Harriet, breathing like she had asthma, glanced over her shoulder. “Okay …” she said, “here we go, one, two …”

The car disappeared beneath the bridge; she shot the bolt; and the world went into slow motion as together, in a single effort, they tipped the box. As the cobra slid and shifted, flipping his tail in an attempt to right himself, several thoughts flashed through Hely’s mind at once: chief among them, how they were going to get away. Could they outrun him? For certainly he’d stop—any fool would, with a cobra falling on the roof of his car—and take out after them.…

The concrete rumbled beneath their feet just as the cobra slid free, and fell through empty air. Harriet stood up, her hands on the railing, and her face as hard and mean as any eighth-grade boy’s. “Bombs away,” she said.

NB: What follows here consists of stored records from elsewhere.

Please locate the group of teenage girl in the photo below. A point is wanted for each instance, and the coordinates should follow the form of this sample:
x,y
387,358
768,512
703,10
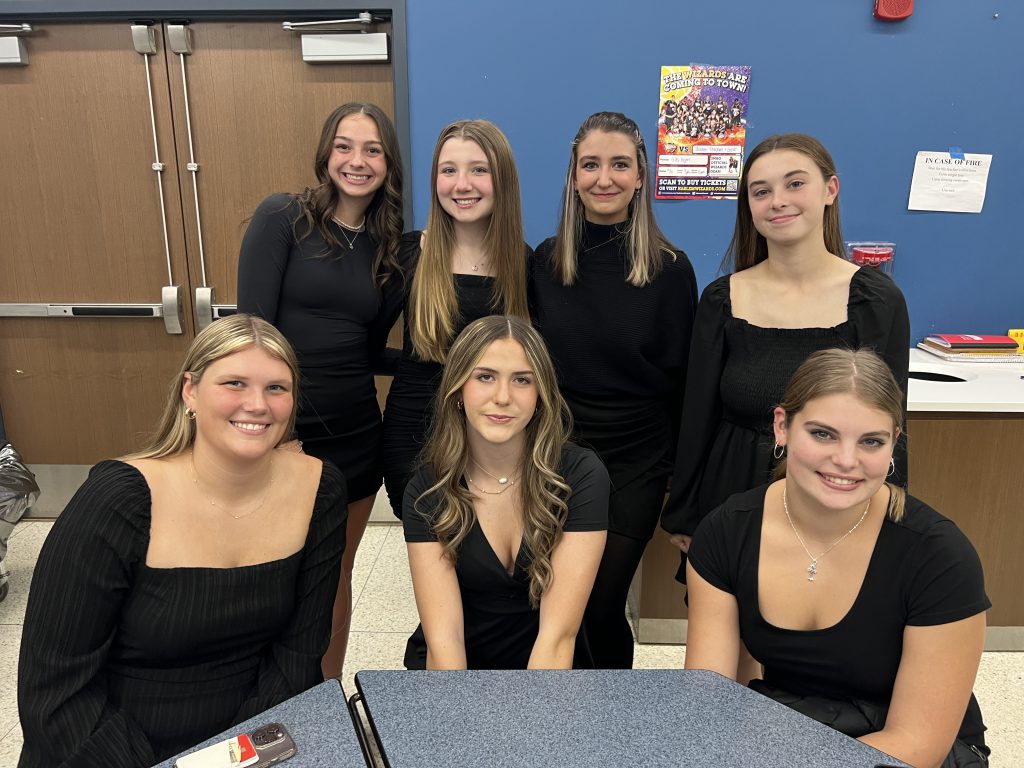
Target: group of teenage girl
x,y
541,403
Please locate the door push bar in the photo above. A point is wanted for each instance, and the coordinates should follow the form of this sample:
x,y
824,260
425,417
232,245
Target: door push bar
x,y
169,309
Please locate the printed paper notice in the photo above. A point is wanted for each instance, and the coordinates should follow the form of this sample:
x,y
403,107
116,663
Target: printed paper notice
x,y
701,129
944,182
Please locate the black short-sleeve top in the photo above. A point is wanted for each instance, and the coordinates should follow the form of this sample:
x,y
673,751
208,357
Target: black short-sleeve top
x,y
923,571
500,625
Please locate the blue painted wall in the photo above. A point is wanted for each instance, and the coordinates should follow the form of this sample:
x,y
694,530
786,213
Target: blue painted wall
x,y
873,92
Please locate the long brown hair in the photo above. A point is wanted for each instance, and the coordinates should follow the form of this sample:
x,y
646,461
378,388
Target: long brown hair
x,y
175,431
543,493
860,373
384,219
748,246
432,301
647,245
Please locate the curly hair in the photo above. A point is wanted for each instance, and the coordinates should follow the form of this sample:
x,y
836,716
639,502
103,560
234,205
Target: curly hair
x,y
542,492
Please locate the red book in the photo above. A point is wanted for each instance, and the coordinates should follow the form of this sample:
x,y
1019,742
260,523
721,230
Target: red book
x,y
972,341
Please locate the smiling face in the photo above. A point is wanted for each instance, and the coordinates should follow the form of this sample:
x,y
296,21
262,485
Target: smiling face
x,y
838,451
787,197
357,166
607,176
465,187
243,403
500,396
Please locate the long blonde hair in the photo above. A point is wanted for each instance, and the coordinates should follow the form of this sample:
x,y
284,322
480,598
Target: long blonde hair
x,y
433,305
646,245
749,247
384,218
175,431
860,373
542,492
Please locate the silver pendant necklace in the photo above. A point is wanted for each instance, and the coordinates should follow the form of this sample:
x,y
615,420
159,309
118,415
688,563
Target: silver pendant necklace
x,y
812,569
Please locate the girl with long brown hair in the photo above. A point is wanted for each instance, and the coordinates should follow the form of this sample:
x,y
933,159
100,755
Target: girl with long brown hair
x,y
505,519
324,267
469,262
614,302
790,293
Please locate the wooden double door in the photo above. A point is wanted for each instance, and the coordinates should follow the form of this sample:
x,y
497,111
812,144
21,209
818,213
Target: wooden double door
x,y
95,242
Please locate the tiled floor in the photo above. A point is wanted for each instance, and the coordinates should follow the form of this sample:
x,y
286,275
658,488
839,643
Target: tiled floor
x,y
385,613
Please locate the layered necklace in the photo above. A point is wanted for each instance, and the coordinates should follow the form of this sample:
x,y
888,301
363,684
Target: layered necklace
x,y
254,510
506,482
812,569
345,228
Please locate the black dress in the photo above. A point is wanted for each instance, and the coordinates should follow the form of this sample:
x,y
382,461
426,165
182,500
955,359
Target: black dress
x,y
123,666
411,400
737,375
325,302
923,571
500,625
621,354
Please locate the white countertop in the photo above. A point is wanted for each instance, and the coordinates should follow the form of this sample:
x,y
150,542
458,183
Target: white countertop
x,y
989,387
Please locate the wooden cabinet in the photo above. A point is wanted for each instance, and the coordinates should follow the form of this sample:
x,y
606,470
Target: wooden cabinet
x,y
83,217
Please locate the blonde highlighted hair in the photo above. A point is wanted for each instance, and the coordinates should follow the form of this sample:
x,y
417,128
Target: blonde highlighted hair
x,y
860,373
175,431
748,247
433,305
646,245
542,492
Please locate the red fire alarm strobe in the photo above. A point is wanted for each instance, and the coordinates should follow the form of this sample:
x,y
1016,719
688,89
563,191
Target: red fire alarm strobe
x,y
893,10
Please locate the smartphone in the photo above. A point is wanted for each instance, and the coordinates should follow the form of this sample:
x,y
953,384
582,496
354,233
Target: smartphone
x,y
272,743
237,752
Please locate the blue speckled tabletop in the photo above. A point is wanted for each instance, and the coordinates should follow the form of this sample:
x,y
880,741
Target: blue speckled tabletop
x,y
318,722
594,718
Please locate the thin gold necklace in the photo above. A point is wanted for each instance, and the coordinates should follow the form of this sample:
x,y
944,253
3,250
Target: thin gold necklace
x,y
357,229
812,569
501,480
488,493
254,510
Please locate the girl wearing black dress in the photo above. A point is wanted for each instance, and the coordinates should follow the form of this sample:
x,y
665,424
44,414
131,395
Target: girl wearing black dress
x,y
614,301
470,262
187,587
323,266
791,293
865,606
505,518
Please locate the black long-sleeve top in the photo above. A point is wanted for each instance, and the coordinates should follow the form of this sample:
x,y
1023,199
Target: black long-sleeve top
x,y
608,338
123,666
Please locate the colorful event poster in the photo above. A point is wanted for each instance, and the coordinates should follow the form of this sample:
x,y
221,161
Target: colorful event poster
x,y
701,130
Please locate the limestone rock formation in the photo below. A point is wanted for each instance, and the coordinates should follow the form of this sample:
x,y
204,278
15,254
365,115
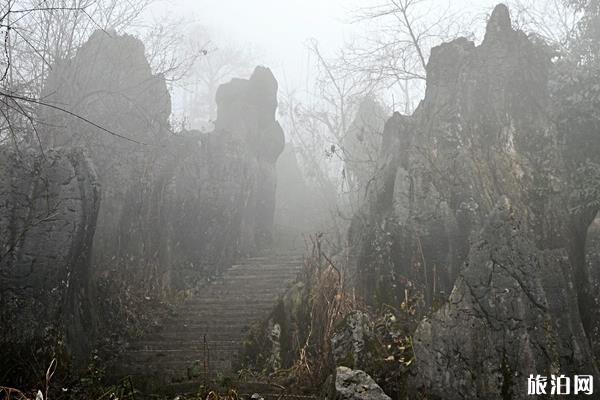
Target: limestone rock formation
x,y
246,114
47,219
510,315
482,131
176,208
222,184
356,385
113,105
353,343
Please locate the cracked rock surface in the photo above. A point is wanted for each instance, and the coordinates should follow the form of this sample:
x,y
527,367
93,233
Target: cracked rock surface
x,y
509,315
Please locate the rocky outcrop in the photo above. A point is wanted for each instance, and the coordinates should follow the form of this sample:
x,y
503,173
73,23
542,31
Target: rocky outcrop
x,y
356,385
510,314
354,344
110,103
483,131
176,208
49,207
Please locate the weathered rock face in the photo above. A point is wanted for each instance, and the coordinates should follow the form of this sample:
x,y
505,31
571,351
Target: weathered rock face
x,y
482,131
354,344
510,315
356,385
175,208
109,83
49,207
246,117
221,192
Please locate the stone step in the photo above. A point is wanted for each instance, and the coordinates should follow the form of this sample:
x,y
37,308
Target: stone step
x,y
222,312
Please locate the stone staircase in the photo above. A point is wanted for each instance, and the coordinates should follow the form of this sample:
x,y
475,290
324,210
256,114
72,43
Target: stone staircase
x,y
202,338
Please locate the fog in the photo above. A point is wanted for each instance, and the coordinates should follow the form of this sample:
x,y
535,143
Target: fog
x,y
341,200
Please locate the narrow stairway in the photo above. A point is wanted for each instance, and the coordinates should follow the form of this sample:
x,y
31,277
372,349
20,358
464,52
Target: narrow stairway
x,y
202,339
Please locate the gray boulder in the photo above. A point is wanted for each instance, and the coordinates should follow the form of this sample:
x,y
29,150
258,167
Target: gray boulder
x,y
510,315
47,220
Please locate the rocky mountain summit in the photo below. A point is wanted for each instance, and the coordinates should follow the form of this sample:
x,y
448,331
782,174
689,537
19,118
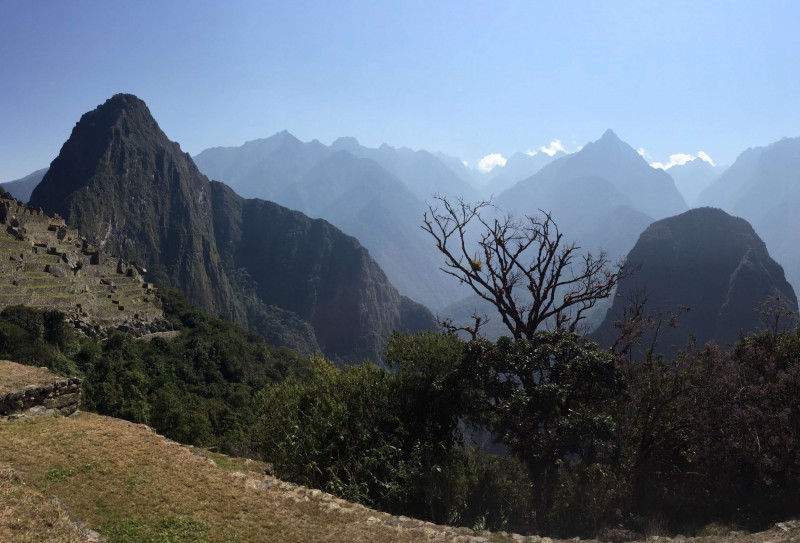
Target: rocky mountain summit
x,y
46,264
708,263
298,282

They leaned over the railing to watch. Hely felt dizzy. Down the cobra writhed through space, filliping toward the asphalt below. We missed, he thought, looking down at the empty road, and just at that moment the Trans Am—with its T-top open—shot from under their feet and directly beneath the falling snake.…

Several years before, Pem had been throwing baseballs to Hely down the street from their grandmother’s house: an old house with a modern addition—mostly glass—on the Parkway in Memphis. “Put it through that window,” said Pem, “and I’ll give you a million dollars.” “All right,” said Hely, and swung without thinking, and hit the ball crack without even looking at it, hit it so far that even Pem’s jaw dropped as it flew overhead and sailed far far far, straight and undeviating on its path until it crashed, bang: right through the sun-porch window and practically into the lap of his grandmother, who was talking on the telephone—to Hely’s dad, as it turned out. It was a million-to-one shot, impossible: Hely was no good at baseball; he was always the last non-gay or -retarded kid to get picked for a team; never had he hit any ball so high and hard and sure, and the bat had clunked to the ground as he stared in wonder at its clean, pure arc, curving straight for the center panel of his grandma’s glassed-in porch.…

And the thing was, he’d known the ball was going to break his grandma’s window, known it the second he felt the ball strike solid against the bat; as he’d watched it speeding for the center pane like a guided missile he’d had no time to feel anything but the most bracing joy, and for a breathless heartbeat or two (right before it struck the glass, that impossible and distant mark) Hely and the baseball had become one; he’d felt he was guiding it with his mind, that God had for some reason this strange moment decided to grant him absolute mental control over this dumb object hurtling at top speed towards its inevitable target, splash, whackeroo, banzai.…

Despite what came later (tears, a whipping) it remained one of the most satisfying moments of his life. And it was with the same disbelief—and terror, and exhilaration, and dumbstruck goggling awe at all the invisible powers of the universe rising in concert and bearing down simultaneously upon this one impossible point—that Hely watched the five-foot cobra strike the open T-top unevenly, at a diagonal, so that his top-heavy tail slid abruptly inside the Trans Am and pulled the rest of him in after it.

Hely—unable to contain himself—jumped up, struck the air with his fist: “Yes!” Yipping and capering like a demon, he grabbed Harriet’s arm and shook it, stabbing a gleeful finger at the Trans Am, which had braked with a screech and swerved to the other side of the road. Gently, in a cloud of dust, it coasted onto the pebbly shoulder, the gravel cracking under its tires.

Then it stopped. Before either of them could move, or speak, the door opened and out tumbled not Danny Ratliff but an emaciated mummy of a creature: frail, sexless, clad in a repellent mustard-yellow pants suit. Feebly, it clawed at itself, tottered onto the highway, then halted, and wobbled a few feet in the opposite direction. Aiiiieeeeeeee, it wailed. Its cries were thin and strangely bloodless considering that the cobra was fastened to the creature’s shoulder: five feet of long black body hanging down solid and pendulous from the hood (wicked spectacle-marks clearly visible) ending in a length of narrow and frightfully active black tail that lashed up a thunderous cloud of red dust.

Harriet stood transfixed. Though she’d envisioned the moment clearly enough, somehow it was happening wrong-side-out, through the small end of the telescope—cries remote and inhuman, gestures flat, stretched thin with a spacey, ritualized horror. Impossible to quit now, put the toys up, knock down the chessboard and start again.